I think the problem is the worms, or pieces of, sink right to the bottom before the tetra even know it. They don't seem to care unless something is floating in front of their face.


----------



## crystalview (Mar 9, 2008)

Do you only have neons? Most people use the worms on other types of fish. When you chop up a worm (to big other wise for most fish) the water gets cloudy if you don't mind that then just feed them.
My neons like California black worms. I put them in a worm cup and as the worms wiggle free the neons eat them. All my fish ate CA black worms.
Have you tried any of the worm cultures if small fish is what you have? They are easy to keep.


----------



## Jeremy93ls (Feb 20, 2009)

That's really cool. A quick Google search turned up pages of useful info on California blackworms. I've never seen a worm cup/cone. 

I only have a dozen neons and a few Otocinclus in my planted tank. My goal is to keep it easy to maintain. 

Thanks for the tip, I'm going to do some research on those blackworms.


----------



## Six (May 29, 2006)

Neons likely wouldn't eat earthworms in the wild. They are much too large. If you fed them white worms they could eat it since they're smaller food. Neons are pelagic and therefore stay in the water column, try feeding them planktonic food like daphnia. 

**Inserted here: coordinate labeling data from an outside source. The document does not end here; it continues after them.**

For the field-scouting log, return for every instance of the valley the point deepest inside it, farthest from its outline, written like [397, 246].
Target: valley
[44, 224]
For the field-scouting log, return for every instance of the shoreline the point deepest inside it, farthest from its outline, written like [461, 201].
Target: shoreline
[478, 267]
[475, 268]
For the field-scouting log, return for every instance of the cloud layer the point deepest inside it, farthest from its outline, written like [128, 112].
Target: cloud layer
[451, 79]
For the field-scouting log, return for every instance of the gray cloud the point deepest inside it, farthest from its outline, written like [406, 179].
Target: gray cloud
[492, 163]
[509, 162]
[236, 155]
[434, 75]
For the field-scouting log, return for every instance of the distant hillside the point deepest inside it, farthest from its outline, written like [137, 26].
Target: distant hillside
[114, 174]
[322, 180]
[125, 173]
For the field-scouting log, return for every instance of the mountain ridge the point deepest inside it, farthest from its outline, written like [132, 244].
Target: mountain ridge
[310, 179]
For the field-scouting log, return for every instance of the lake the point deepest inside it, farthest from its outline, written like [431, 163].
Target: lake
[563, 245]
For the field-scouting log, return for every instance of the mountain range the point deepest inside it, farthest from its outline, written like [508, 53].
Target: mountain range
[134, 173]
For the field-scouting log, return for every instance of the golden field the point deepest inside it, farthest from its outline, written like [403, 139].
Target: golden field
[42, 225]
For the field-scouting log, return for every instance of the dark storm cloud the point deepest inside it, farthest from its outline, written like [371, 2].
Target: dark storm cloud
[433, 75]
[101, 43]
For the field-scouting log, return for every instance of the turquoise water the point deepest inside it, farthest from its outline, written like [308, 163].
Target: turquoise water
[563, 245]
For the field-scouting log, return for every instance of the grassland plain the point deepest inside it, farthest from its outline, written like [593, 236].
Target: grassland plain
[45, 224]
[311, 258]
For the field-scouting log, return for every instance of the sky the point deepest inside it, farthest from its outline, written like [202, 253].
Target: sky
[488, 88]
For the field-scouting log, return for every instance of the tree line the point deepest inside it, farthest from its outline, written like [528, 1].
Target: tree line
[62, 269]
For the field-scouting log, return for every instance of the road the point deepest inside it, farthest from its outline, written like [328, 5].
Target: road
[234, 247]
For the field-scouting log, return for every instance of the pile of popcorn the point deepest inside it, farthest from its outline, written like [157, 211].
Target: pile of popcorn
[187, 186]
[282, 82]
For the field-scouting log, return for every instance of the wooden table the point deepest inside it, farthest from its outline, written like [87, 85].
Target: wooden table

And yes, iirt isnt going to hurt anything- maybe your aquascaping but certainly not the fish (unless you add dirt that's been fertilized or altered).

GL!


----------



## catfishbi (Sep 4, 2008)

you can buy some blood worms for them they love it.


----------



## Jeremy93ls (Feb 20, 2009)

Thanks to all


----------



## marrow (Mar 4, 2007)

Though it may not apply to neons so well, a method for making worms float is to inject a bit of air into them with a syringe. You might want to try some more neon size worms, such as walter worms, banana worms vineger eels, grindals, microworms etc. They are generally pretty easy to culture.


----------